2. Croire en ses jeunes talents et créer des alliances

Les directions ne doivent pas sous-estimer le potentiel de leurs talents et notamment celui de la Génération Z, dont l’énergie, la créativité et la compréhension profonde de l’importance à donner aux initiatives numériques pourraient bien faire la différence. Reconnaître les capacités et atouts de ces jeunes est donc indispensable.

D’autre part, les organisations ne peuvent plus raisonner en écosystème fermé à l’heure où le monde s’ouvre et multiplie les connexions. La création d’écosystèmes numériques mêlant partenariats avec des start-ups, instituts de recherche et réseaux professionnels constitue aujourd’hui un moyen probant de renforcer l’expertise digitale pour favoriser le processus de transformation numérique.

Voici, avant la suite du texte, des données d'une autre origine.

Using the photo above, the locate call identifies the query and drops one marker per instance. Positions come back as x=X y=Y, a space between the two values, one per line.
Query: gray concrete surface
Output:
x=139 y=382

3. Coconstruire une vision claire avec ses équipes

La digitalisation ne pourra porter ses fruits sans une vision stratégique claire et de long terme.

Pour être définie, cette dernière doit tenir compte des problématiques et enjeux – techniques et économiques – à la fois externes et internes à l’entreprise : nouvelles attentes des clients, pratiques de la concurrence, valeurs de l’entreprise auxquelles faire adhérer les équipes, etc.

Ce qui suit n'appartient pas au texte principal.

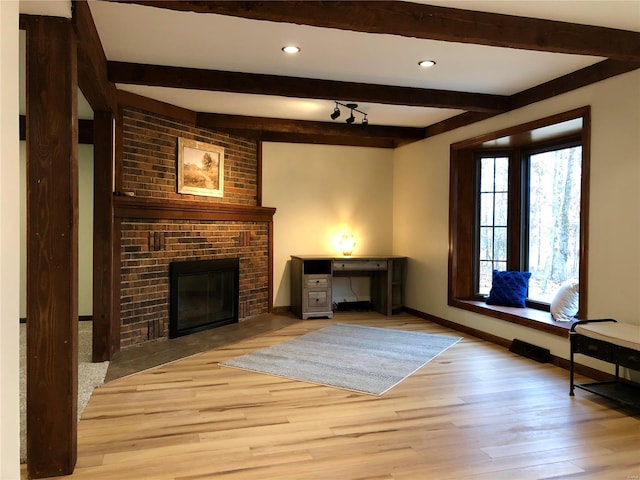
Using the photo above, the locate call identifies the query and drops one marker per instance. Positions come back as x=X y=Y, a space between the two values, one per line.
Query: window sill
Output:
x=527 y=317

A noter que la robustesse et la viabilité du projet d’entreprise, à long terme, dépendra de la capacité à y faire adhérer les collaborateurs, principaux acteurs de la transformation. D’où la nécessité d’associer les salariés à la réflexion menée autour de la définition des valeurs constituant le socle du projet d’entreprise… donc de sa vision.

4. Être convaincu des bénéfices des nouvelles technologies

Complexité supposée, investissements importants, doutes quant à la valeur ajoutée, crainte d’être remplacé par un robot… La transformation des process, outils et métiers indissociable de l’adoption de nouvelles technologies peut se heurter aux réticences des collaborateurs, que les entreprises doivent s’attacher à rassurer, informer et acculturer pas à pas.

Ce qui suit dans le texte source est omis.